Часть 1
28 апреля 2024 г. в 12:27
— Прости меня, святой отец, ибо я согрешил. — Вася подошел к Боре сзади, обнял за талию. Провел по груди и животу. Под ладонями дрогнули мышцы — Боря беззвучно усмехнулся или, может быть, упрекал без слов.
Сегодня исповедовались новые послушники «Ока», и Боря принимал покаяния сам: Варфоломей, их обычный исповедник и старейший в общине, отбыл в город. После исповеди и богослужения Вася нашел Борю в его келье, совмещенной с кабинетом — комнатушкой, где стоял письменный стол и два стеллажа с книгами. Нашел, чтобы обсудить пару насущных дел, но картина недавней исповеди — и Бори, который покрывал склоненные головы новичков епитрахилью и слушал с непроницаемым лицом, — засела в голове и не давала покоя.
Подобные дурачества Боря не приветствовал. Смущался, говорил что-то вроде: «Вась, ну что ты». Вася не настаивал — таков Боря. С Борей было хорошо безо всяких игр.

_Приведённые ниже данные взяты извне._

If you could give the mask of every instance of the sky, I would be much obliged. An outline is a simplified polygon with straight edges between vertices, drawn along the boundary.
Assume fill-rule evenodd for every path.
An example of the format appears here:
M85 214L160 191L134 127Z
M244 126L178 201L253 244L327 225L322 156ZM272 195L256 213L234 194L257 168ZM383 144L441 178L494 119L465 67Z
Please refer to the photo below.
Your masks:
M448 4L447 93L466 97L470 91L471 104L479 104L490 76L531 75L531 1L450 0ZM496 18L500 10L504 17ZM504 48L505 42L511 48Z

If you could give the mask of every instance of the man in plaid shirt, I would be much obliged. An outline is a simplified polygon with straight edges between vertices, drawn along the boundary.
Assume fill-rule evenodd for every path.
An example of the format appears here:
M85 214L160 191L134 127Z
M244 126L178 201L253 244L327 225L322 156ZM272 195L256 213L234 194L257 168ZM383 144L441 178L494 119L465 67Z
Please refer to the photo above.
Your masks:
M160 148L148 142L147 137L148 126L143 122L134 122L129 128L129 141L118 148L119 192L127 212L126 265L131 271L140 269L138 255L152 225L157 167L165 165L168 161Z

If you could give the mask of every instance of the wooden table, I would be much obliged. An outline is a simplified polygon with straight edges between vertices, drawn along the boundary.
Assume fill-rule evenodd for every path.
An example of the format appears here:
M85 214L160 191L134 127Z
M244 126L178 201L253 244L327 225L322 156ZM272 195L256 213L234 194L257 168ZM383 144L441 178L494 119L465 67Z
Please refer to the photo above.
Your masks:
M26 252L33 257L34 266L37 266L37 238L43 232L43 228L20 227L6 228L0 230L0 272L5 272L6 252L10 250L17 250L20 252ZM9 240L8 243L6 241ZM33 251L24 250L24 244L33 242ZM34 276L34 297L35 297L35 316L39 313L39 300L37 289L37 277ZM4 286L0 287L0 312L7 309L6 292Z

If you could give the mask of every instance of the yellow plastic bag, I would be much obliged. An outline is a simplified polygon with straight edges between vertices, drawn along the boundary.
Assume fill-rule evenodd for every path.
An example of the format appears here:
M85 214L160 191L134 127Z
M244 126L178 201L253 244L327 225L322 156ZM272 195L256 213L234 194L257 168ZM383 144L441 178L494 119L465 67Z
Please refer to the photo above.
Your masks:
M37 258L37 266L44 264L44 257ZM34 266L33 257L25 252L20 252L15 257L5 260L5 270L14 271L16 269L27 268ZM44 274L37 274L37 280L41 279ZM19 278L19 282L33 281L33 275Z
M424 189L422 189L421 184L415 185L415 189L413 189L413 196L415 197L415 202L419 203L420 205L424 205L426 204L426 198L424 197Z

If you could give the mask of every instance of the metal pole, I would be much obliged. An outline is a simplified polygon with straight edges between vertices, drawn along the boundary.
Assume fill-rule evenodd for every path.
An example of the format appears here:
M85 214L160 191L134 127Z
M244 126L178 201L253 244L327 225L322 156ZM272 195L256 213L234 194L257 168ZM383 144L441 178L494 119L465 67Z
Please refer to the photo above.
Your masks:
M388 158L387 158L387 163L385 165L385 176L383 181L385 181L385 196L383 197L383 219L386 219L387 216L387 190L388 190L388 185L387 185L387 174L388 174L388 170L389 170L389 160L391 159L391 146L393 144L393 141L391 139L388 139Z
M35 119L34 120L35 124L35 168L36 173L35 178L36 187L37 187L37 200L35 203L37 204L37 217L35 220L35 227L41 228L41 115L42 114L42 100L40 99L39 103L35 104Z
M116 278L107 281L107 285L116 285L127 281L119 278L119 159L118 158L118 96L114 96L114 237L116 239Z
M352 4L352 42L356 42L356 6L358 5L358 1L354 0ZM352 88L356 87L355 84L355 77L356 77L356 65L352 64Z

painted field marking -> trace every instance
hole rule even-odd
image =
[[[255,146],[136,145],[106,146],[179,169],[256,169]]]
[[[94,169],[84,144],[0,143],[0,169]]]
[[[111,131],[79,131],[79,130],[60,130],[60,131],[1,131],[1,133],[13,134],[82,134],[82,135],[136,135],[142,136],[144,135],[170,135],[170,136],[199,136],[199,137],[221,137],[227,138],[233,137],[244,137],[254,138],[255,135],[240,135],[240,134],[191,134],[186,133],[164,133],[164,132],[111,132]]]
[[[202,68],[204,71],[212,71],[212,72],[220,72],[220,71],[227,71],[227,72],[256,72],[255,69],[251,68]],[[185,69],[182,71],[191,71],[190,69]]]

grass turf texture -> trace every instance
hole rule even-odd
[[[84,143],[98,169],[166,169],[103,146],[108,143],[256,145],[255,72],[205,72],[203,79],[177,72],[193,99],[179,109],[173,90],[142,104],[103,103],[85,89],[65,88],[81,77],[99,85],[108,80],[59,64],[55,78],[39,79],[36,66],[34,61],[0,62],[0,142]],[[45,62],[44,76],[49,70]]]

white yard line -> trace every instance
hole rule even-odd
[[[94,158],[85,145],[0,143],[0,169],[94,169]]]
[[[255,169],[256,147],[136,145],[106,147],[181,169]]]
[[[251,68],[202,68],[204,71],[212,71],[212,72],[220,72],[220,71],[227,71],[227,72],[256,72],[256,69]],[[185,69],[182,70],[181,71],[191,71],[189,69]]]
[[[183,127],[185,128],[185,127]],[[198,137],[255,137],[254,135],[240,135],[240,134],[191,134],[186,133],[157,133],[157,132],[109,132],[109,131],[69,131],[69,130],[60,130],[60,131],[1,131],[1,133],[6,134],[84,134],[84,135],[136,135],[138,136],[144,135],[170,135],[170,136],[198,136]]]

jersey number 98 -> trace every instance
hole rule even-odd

Но или весна за открытым окном кельи цвела слишком ярко, или Васе воздалось за смирение — в этот раз Боря накрыл его руки своими и сказал:
— Слушаю тебя, сын мой.
Вася уткнулся в кудрявый затылок и тихонько рассмеялся. Готовность поддержать игру вызвала ту детскую радость, какую приносила долгожданная игрушка. И вместе с тем — пробудила желание, хотя в голосе не было ни намека на секс: стандартная фраза католического духовника прозвучала серьезно и даже строго, и под этой строгостью скрывалась мягкая ирония, ласка, тепло — все, что Боря обычно обращал к нему наедине.
Вася высвободил одну руку и отвел кудри с шеи. Коснулся губами позвонков над строгим воротом подрясника.
— Грешен, ибо пожелал своего друга.
Боря еле слышно выдохнул, погладил костяшки Васиной руки. Сказал тем же серьезно-мягким тоном:
— Небольшой грех. Плоть слаба.
— Искушал его… — не отпуская Борину талию, Вася обошел его, опустился на колени.
— И что же твой друг? — Боря смотрел сверху вниз по-отечески, но теперь в голосе прорезалось искреннее любопытство.
Вася расстегнул нижние пуговки его подрясника, отвел полы.
— Мой друг… — погладил пах через брюки и с удовольствием почувствовал отклик тела. — Поддался искушению тоже.
— Тогда его грех не меньше твоего, — Боря задышал глубже, но в ответе звучало — не сожаление, но упрек самому себе. Да сколько можно!.. Вася рванул его ремень и ширинку, высвободил член — пока еще мягкий, целиком поместившийся во рту. Поработал рукой и языком, чтобы выбить из Бориной головы все глупости. Отстранился и заглянул в глаза.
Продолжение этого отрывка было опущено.